I'm not 100% sure the README example works as expected?

Closed this issue · 3 comments

README example:

FROM lukemathwalker/cargo-chef:latest-rust-1 AS chef
WORKDIR /app

FROM chef AS planner
COPY . .
RUN cargo chef prepare --recipe-path recipe.json

FROM chef AS builder 
COPY --from=planner /app/recipe.json recipe.json
# Build dependencies - this is the caching Docker layer!
RUN cargo chef cook --release --recipe-path recipe.json
# Build application
COPY . .
RUN cargo build --release --bin app

# We do not need the Rust toolchain to run the binary!
FROM debian:bookworm-slim AS runtime
WORKDIR /app
COPY --from=builder /app/target/release/app /usr/local/bin
ENTRYPOINT ["/usr/local/bin/app"]

It could be a mistake on my end but I have a question about this part:

FROM chef AS planner
COPY . .
RUN cargo chef prepare --recipe-path recipe.json

Shouldn't this be

FROM chef AS planner
COPY Cargo.toml .
COPY Cargo.lock .
# let cargo chef mock a src/main.rs or src/lib.rs for dummy project
RUN cargo chef prepare --recipe-path recipe.json

so that the way Docker-image caching works, the recipe is only rebuilt + re-ran + re-calculated if dependencies change?

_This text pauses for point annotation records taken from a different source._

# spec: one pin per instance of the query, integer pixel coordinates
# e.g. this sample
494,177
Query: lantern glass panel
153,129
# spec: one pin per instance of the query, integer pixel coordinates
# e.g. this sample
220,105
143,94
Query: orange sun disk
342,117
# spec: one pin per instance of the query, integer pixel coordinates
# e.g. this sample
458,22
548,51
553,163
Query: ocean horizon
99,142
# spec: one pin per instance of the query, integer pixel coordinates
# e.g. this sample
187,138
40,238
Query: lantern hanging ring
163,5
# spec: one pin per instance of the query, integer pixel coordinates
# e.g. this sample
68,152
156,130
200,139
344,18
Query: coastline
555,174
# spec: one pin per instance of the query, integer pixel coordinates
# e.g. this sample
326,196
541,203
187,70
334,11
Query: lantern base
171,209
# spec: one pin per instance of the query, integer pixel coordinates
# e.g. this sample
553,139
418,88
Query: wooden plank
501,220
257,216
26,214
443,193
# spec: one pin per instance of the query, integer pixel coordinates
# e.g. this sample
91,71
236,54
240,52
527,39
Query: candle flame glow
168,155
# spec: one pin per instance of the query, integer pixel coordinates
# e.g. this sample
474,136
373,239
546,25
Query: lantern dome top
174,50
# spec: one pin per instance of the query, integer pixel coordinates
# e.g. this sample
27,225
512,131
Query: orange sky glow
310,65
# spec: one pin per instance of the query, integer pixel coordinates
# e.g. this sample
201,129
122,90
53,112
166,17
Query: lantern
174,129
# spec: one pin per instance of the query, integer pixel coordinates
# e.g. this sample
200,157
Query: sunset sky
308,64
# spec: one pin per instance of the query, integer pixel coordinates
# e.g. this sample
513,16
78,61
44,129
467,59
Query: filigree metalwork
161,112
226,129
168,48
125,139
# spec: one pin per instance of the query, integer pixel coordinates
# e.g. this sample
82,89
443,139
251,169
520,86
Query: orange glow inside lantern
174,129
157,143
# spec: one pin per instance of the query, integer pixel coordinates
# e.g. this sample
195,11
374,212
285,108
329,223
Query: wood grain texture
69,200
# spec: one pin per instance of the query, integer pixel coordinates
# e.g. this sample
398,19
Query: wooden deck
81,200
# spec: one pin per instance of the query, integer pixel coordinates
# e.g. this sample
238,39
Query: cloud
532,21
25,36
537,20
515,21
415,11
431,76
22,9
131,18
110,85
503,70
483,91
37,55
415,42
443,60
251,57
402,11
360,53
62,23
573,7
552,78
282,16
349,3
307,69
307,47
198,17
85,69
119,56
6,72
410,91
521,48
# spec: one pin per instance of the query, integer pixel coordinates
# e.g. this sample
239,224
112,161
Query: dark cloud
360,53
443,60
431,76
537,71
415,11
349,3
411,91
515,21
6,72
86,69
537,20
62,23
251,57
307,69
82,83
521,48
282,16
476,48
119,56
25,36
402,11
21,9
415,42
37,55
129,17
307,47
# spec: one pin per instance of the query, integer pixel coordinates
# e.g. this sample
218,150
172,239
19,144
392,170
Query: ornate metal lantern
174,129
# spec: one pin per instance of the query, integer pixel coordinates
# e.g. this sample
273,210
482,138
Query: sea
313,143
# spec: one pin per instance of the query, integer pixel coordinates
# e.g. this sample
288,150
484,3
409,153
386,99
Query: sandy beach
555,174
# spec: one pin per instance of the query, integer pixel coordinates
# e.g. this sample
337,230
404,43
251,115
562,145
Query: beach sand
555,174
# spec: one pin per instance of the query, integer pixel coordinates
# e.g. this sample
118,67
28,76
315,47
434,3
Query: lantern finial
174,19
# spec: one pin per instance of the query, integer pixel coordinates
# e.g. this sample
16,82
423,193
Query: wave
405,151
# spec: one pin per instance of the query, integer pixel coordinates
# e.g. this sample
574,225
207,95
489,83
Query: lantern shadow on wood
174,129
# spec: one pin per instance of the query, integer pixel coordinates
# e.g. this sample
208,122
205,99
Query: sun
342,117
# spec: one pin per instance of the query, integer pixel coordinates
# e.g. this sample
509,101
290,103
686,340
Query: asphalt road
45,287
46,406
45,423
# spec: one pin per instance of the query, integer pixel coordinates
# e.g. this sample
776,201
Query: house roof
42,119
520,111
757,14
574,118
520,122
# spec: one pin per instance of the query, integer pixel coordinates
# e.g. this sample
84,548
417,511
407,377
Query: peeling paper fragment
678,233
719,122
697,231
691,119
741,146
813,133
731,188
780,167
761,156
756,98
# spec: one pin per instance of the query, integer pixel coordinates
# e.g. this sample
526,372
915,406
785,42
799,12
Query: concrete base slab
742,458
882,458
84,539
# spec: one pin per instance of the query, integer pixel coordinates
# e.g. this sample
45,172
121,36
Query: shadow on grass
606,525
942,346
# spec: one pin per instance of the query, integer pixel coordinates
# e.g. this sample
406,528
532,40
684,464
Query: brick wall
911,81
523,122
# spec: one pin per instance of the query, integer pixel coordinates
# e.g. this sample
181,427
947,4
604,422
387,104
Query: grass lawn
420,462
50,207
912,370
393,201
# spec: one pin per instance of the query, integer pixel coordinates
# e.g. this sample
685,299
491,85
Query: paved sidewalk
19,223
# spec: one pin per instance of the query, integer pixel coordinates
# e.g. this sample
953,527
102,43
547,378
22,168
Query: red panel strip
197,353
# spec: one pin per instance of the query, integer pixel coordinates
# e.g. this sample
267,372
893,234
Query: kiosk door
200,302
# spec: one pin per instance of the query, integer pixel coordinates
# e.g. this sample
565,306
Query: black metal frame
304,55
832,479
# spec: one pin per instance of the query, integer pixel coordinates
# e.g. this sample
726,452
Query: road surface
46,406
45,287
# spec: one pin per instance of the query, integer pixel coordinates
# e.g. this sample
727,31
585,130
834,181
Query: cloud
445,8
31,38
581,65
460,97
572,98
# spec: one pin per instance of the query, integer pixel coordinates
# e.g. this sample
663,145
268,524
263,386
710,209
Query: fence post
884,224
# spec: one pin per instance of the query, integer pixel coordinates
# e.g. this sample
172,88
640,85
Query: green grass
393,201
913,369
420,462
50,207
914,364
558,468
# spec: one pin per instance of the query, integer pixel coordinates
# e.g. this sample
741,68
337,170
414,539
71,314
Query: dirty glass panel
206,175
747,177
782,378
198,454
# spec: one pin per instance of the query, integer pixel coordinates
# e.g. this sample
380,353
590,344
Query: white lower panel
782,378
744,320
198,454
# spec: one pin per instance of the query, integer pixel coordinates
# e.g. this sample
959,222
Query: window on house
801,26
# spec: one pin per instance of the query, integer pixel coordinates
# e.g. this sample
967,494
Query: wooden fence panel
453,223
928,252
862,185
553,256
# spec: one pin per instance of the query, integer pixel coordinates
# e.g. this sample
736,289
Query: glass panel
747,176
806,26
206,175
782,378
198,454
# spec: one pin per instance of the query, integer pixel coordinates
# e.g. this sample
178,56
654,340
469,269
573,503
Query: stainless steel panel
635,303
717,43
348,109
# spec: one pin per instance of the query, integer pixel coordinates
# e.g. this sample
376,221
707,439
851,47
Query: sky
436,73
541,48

I've been using cargo-chef and unless I'm using it incorrectly or misunderstanding something, if I make a 1 whitespace change in the Rust code (not in Cargo.lock/Cargo.toml), it recompiles all of the dependencies again no matter what instead of benefitting from image layer caching?

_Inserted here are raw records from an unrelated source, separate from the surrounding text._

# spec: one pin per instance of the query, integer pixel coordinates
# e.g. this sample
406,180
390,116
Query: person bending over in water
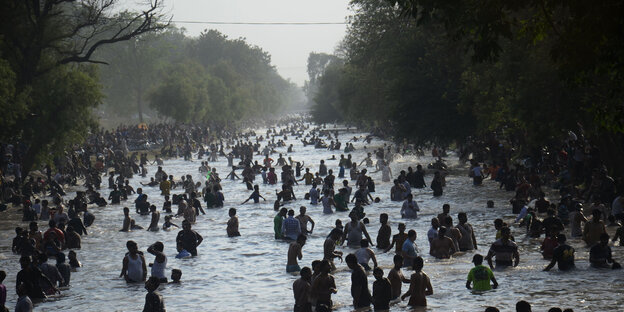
420,286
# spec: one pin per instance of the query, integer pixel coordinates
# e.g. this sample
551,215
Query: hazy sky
288,45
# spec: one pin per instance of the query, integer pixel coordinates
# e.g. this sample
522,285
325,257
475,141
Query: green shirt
481,275
277,226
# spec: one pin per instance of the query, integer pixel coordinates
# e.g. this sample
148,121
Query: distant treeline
209,78
437,72
61,62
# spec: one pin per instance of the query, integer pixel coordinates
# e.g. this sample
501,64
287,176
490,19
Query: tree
43,41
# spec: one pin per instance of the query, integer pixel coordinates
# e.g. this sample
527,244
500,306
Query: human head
301,239
435,223
462,217
152,283
383,218
351,261
306,273
401,227
418,263
523,306
132,246
176,274
477,259
398,260
378,273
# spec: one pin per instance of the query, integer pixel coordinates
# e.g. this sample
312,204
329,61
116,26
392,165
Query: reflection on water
248,273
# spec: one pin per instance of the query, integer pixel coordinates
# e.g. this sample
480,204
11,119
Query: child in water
232,228
176,275
73,260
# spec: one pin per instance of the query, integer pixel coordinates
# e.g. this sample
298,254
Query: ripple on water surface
248,273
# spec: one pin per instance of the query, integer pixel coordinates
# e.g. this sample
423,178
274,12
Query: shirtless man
127,220
294,253
468,240
133,268
323,287
329,248
420,286
396,277
304,219
384,233
354,230
442,247
505,251
398,239
188,239
155,218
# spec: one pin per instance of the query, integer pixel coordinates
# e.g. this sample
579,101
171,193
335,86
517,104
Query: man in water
408,250
563,255
294,253
480,276
420,286
277,222
301,291
153,300
505,251
396,277
468,240
382,291
291,227
155,218
442,247
359,283
600,254
303,221
354,230
323,286
188,239
133,268
329,247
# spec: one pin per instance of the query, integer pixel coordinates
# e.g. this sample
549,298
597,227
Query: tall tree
43,41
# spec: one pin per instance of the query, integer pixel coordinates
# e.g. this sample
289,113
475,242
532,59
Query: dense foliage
438,71
209,79
48,90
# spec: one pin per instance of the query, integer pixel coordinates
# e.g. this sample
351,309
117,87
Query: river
248,273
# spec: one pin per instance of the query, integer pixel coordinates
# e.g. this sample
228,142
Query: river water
248,273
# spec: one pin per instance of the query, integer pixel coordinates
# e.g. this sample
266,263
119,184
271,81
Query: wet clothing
358,278
480,276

No, the example is correct.
The COPY statement only invalidates the planner stage of the build. The building stage gets invalidated if and only if recipe.json changes.

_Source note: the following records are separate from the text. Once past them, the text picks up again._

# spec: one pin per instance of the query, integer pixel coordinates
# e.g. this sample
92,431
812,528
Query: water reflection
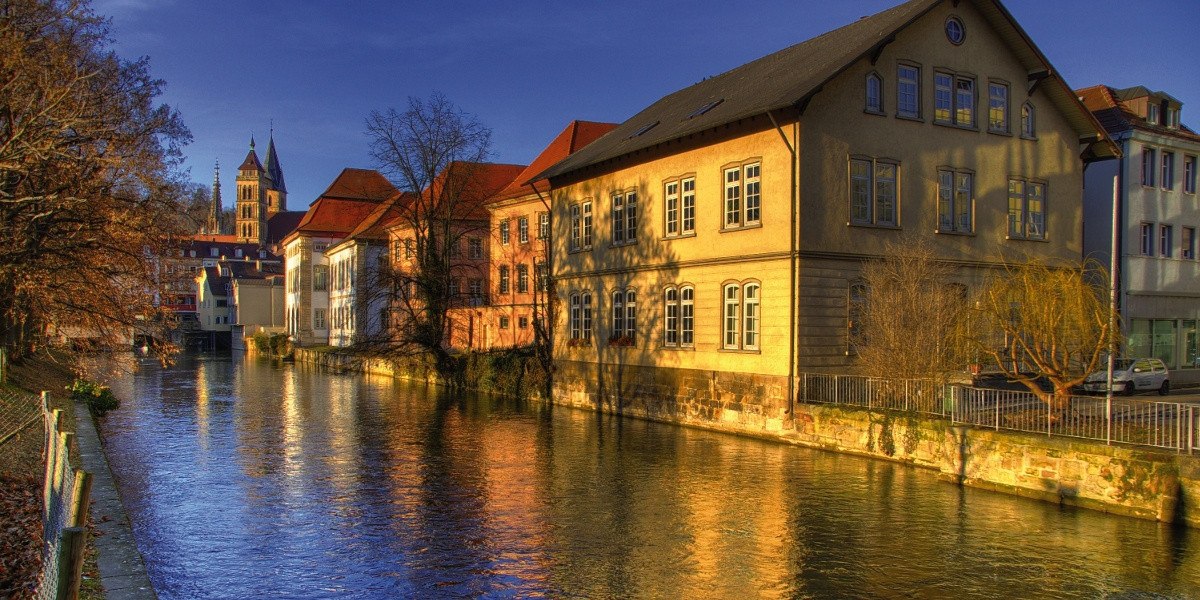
251,480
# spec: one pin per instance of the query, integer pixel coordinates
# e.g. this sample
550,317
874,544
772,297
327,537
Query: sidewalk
121,571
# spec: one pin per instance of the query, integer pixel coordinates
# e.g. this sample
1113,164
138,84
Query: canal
245,479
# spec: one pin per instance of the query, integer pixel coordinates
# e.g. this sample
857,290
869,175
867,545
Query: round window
954,30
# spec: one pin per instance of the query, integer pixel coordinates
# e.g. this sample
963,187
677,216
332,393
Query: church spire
215,209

Is it out of scope for this tool to "cache" the compilation of the 3rd party dependencies (Cargo.toml) and not need to re-compile them every time there is a src/ code change?

That's precisely what the tool does 👀
If that's not happening on a specific project of yours, let's open a bug report to see what's wrong.
If this is a theoretical question, the launch blog post has a longer explanation as to why this works as expected.